Cladosporium Fungal melanonychia Melanonychia



INTRODUCTION

Onychomycosis is defined as an infection of the nails by fungal organisms, including by dermatophyte and nondermatophyte mold and yeast. Melanonychia is usually detected by a brown or black pigmentation of the nail plate. Fungal melanonychia refers to melanonychia associated with onychomycosis and is a relatively rare nail disorder1. However, an increasing number of patients are being diagnosed with this condition recently, and it is expected that a higher number of causative species may be identified in the future2. Here we present a case of fungal melanonychia caused by Cladosporium.

CASE REPORT

A 60-year-old man presented with a 1-year history of nail discoloration in both index fingers.
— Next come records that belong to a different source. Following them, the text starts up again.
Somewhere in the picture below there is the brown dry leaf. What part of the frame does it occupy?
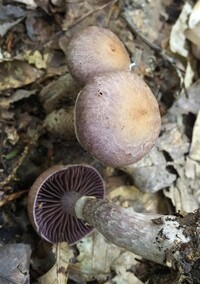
[0,244,31,284]
[170,2,192,57]
[0,60,43,91]
[122,147,176,192]
[158,123,189,164]
[4,126,19,145]
[108,185,165,213]
[169,80,200,115]
[164,172,200,212]
[13,0,37,9]
[164,115,200,212]
[104,251,143,284]
[188,0,200,29]
[43,106,75,140]
[38,242,73,284]
[40,73,80,113]
[189,111,200,162]
[72,231,139,282]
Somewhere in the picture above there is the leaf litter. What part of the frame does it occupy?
[0,0,200,284]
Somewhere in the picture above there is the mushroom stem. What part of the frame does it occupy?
[75,196,198,267]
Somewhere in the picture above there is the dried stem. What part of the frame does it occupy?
[75,196,200,268]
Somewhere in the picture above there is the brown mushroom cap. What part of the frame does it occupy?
[75,71,161,167]
[27,165,105,245]
[65,26,131,85]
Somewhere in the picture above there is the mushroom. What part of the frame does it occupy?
[27,165,105,245]
[74,70,161,167]
[28,165,200,269]
[65,26,131,85]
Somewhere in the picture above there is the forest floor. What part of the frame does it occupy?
[0,0,200,284]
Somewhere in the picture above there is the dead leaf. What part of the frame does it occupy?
[0,60,43,91]
[43,106,75,140]
[190,111,200,162]
[170,2,192,57]
[38,242,73,284]
[122,147,176,192]
[169,80,200,115]
[73,231,141,282]
[0,244,31,284]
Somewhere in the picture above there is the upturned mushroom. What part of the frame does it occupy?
[64,26,131,85]
[74,70,161,167]
[28,165,200,266]
[27,165,105,245]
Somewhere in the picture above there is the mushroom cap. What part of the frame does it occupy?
[66,26,131,85]
[75,71,161,167]
[27,165,105,245]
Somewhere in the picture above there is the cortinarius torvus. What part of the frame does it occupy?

The left nail showed a heterogeneous brown-to-black color change with some yellowish feature at the distal part of the nail (Figure 1A). The right nail showed discoloration in only half of the nail (Figure 1B). He had no other subjective symptoms, such as pain or pruritus. He had been receiving medication for hypertension, with no noted recent medication changes. Laboratory findings were within the normal limits, except for a mild increase in hepatic enzyme levels (aspartate aminotransferase and alanine aminotransferase). No abnormal findings were noted on the serological study.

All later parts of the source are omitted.